Майору показалось, что он и сам вдруг стал смотреть на прелестное дитя другими глазами. Он чувствовал в себе чуть ли не ревность к тому счастливцу, чей образ мог запечатлеться в сердце прелестного создания. Завтрак пришелся ему не по вкусу, он даже не заметил, что все приготовлено точно так, как он любил и как обыкновенно желал и требовал.
Это молчание, этот прерывистый разговор почти что лишили Гиларию недавней веселости. Баронесса, чувствуя себя смущенной, усадила дочь за фортепиано, но и ее одушевленная, полная чувства игра едва удостоилась от майора одобрения. Он желал лишь, чтобы завтрак поскорей убрали, а прекрасное дитя удалилось, и баронесса поневоле решилась наконец встать и предложить брату прогуляться по саду.
Едва они остались одни, майор настойчиво повторил свой вопрос, на который сестра его, повременив, ответила с улыбкой:
— Если ты хочешь найти счастливца, которого она полюбила, то тебе незачем далеко ходить, он тут, рядом: она любит тебя.
Майор застыл, пораженный, потом воскликнул:
— Вот шутка некстати — уговаривать меня в том, от чего, будь оно серьезно, для меня вышли бы только конфуз и несчастье! Хоть я и не могу оправиться от изумления, зато могу увидеть наперед, в какое расстройство придут от такой неожиданности все наши дела. Утешает меня только одно: я уверен, что склонности такого рода часто бывают мнимыми, что за ними прячется самообман и подлинно чистая душа способна скоро одуматься от заблуждения, либо сама, либо с помощью более рассудительных особ.

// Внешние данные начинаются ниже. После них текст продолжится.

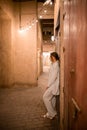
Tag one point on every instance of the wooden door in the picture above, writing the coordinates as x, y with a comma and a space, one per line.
75, 38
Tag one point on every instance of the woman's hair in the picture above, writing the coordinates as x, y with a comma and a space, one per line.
54, 54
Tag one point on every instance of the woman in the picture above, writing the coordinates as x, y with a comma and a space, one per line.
52, 88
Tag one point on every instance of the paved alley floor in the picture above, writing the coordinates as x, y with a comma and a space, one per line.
21, 108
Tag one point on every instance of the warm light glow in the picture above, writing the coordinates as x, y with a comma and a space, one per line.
21, 30
51, 3
52, 38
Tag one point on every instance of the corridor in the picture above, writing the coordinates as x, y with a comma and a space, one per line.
21, 108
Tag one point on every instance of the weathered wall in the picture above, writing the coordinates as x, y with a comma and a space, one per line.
39, 49
25, 57
6, 41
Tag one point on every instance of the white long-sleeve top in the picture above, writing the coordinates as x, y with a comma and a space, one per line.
53, 80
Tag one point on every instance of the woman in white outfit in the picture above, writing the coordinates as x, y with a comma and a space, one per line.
52, 90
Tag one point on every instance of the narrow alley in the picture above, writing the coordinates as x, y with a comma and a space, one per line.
21, 108
30, 31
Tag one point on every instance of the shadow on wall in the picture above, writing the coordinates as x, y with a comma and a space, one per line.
5, 49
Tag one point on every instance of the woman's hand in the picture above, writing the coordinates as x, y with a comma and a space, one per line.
47, 87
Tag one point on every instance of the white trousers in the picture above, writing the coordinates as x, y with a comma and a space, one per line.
50, 102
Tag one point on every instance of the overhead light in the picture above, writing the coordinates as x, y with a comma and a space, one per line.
52, 38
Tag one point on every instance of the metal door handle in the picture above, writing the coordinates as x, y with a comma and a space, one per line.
72, 71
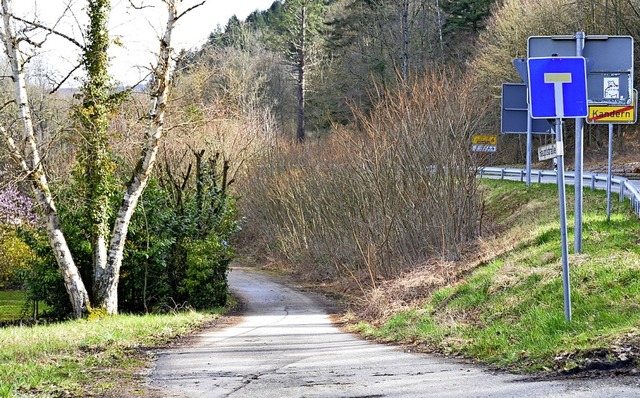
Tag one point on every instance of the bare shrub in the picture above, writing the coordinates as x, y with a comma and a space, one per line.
374, 199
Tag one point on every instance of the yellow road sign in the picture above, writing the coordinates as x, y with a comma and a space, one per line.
490, 140
611, 114
620, 114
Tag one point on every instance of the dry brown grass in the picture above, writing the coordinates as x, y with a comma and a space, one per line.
393, 190
411, 289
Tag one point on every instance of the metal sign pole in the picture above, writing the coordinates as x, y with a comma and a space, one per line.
609, 166
578, 164
529, 147
563, 222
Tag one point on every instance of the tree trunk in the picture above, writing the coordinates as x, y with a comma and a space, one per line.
30, 164
107, 285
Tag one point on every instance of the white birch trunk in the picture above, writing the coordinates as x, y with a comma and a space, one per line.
107, 285
28, 161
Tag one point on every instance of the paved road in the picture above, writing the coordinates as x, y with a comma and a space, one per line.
286, 346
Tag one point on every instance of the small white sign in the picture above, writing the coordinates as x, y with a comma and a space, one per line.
547, 152
611, 87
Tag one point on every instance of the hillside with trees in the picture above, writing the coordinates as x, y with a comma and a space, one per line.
332, 136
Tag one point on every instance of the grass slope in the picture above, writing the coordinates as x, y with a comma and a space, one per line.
85, 358
508, 312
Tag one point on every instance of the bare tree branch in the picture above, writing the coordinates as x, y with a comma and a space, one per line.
57, 87
190, 9
50, 30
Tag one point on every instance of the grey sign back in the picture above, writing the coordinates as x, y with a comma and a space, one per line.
609, 64
515, 111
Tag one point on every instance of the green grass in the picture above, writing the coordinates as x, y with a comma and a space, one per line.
510, 313
84, 358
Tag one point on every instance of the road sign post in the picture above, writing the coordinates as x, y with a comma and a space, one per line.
565, 80
610, 82
609, 172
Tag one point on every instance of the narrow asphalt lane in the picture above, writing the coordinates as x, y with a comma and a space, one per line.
286, 346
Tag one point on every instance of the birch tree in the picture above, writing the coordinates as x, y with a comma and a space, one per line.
108, 247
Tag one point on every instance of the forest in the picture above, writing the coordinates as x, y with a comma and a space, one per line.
332, 136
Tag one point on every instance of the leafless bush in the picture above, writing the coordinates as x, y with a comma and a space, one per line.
378, 197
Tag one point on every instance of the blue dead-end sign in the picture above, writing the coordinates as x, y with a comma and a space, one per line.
557, 87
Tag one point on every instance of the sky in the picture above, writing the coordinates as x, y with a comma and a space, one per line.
137, 30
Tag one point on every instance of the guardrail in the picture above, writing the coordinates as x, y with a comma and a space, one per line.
623, 186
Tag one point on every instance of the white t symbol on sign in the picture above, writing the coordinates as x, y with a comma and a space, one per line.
558, 79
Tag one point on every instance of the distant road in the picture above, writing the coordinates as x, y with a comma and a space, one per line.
287, 346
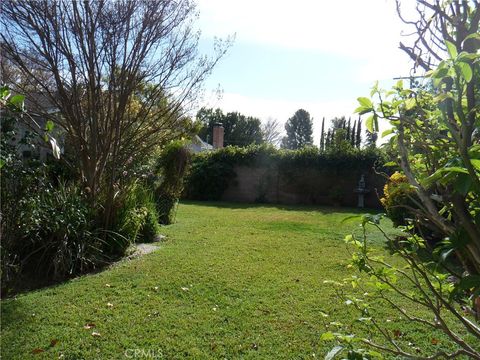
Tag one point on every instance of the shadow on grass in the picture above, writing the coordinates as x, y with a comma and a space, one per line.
323, 209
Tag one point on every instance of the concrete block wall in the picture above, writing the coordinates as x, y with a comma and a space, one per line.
311, 186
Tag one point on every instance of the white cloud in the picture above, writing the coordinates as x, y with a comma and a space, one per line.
350, 27
282, 110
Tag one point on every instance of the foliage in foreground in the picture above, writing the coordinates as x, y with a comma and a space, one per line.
435, 134
230, 281
211, 172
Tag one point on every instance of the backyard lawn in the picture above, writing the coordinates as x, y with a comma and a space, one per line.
230, 281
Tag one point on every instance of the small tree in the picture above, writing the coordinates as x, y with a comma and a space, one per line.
123, 75
270, 131
239, 130
299, 131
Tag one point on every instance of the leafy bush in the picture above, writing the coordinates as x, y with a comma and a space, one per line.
171, 167
57, 234
397, 199
211, 172
136, 218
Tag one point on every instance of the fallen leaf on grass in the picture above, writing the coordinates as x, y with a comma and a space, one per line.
53, 342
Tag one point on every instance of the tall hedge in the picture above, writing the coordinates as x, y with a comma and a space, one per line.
211, 172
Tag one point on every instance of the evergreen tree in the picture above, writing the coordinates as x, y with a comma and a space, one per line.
322, 136
299, 131
371, 139
359, 133
353, 135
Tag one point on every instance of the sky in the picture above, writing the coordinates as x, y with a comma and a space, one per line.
318, 55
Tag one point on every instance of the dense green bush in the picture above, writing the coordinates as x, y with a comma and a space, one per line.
398, 199
211, 172
171, 168
136, 219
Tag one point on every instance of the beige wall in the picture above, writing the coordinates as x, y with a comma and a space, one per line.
310, 186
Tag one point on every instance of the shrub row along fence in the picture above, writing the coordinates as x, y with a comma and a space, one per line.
268, 175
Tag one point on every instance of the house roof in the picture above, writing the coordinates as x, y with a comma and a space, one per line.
198, 145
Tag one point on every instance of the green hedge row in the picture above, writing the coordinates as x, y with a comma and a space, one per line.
211, 172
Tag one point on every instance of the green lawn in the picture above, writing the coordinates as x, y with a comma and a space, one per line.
231, 281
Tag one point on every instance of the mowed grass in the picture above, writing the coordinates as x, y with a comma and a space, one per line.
230, 281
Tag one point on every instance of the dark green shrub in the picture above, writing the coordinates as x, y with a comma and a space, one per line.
56, 235
211, 172
151, 227
397, 199
171, 167
136, 219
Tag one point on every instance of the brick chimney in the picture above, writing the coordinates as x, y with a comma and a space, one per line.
218, 132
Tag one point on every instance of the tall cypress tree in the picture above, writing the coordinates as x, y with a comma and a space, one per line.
353, 136
349, 130
359, 133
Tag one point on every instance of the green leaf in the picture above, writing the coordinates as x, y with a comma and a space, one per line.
18, 101
372, 123
352, 217
366, 102
390, 163
362, 110
466, 71
49, 126
387, 132
332, 353
463, 184
55, 148
410, 103
327, 336
469, 282
475, 163
4, 92
452, 49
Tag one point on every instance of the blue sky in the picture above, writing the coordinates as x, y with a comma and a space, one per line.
319, 55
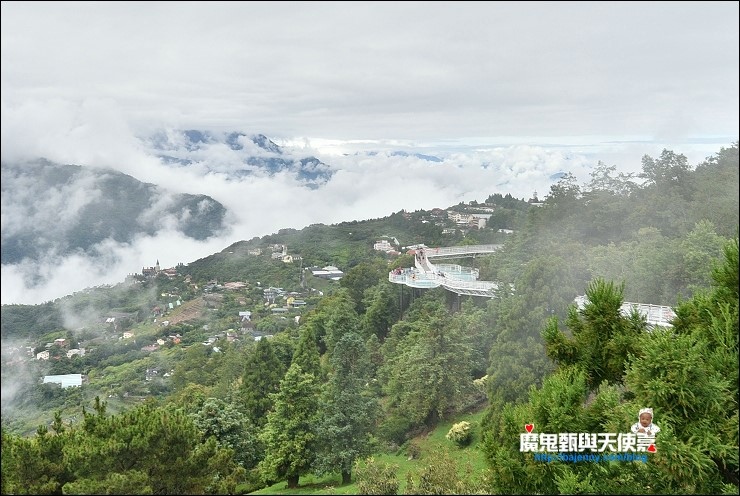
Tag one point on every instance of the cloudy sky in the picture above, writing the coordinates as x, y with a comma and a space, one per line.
527, 89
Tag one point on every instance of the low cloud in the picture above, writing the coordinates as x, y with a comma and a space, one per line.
365, 179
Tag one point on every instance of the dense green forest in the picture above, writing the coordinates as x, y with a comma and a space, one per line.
365, 365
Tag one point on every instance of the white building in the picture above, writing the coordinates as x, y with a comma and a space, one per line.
65, 380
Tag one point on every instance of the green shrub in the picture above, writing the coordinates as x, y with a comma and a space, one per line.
460, 433
376, 477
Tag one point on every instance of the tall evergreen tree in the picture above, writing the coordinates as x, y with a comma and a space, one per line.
262, 375
289, 436
306, 355
349, 410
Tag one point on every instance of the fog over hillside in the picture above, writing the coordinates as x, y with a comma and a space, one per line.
370, 107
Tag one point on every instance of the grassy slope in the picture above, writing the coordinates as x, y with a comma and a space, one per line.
428, 443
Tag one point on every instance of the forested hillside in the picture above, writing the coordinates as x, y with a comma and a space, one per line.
244, 368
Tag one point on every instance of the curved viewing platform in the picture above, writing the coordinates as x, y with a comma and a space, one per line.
456, 278
464, 280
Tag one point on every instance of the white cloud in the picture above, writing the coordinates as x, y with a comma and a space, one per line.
506, 93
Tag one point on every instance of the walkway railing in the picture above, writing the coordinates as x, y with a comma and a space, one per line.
659, 315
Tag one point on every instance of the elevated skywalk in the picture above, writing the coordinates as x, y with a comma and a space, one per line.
464, 280
656, 315
455, 278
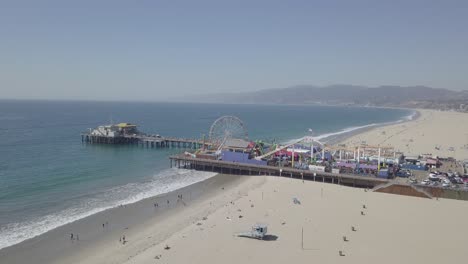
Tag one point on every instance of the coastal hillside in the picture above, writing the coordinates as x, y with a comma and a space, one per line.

— Я с тобой не согласна, — сказала баронесса, — по всем симптомам это серьезное чувство, оно захватило Гиларию целиком.
— Никогда не поверю, чтобы с ней, такой естественной, могло приключиться нечто столь противоестественное.
— Ничего неестественного в этом нет, — сказала сестра. — Помню, в юности я питала настоящую страсть к человеку еще старше тебя. Тебе всего пятьдесят, это не так много для немца, который, не в пример другим, более темпераментным народам, старится позже.
— Но чем ты подкрепишь это предположение? — спросил майор.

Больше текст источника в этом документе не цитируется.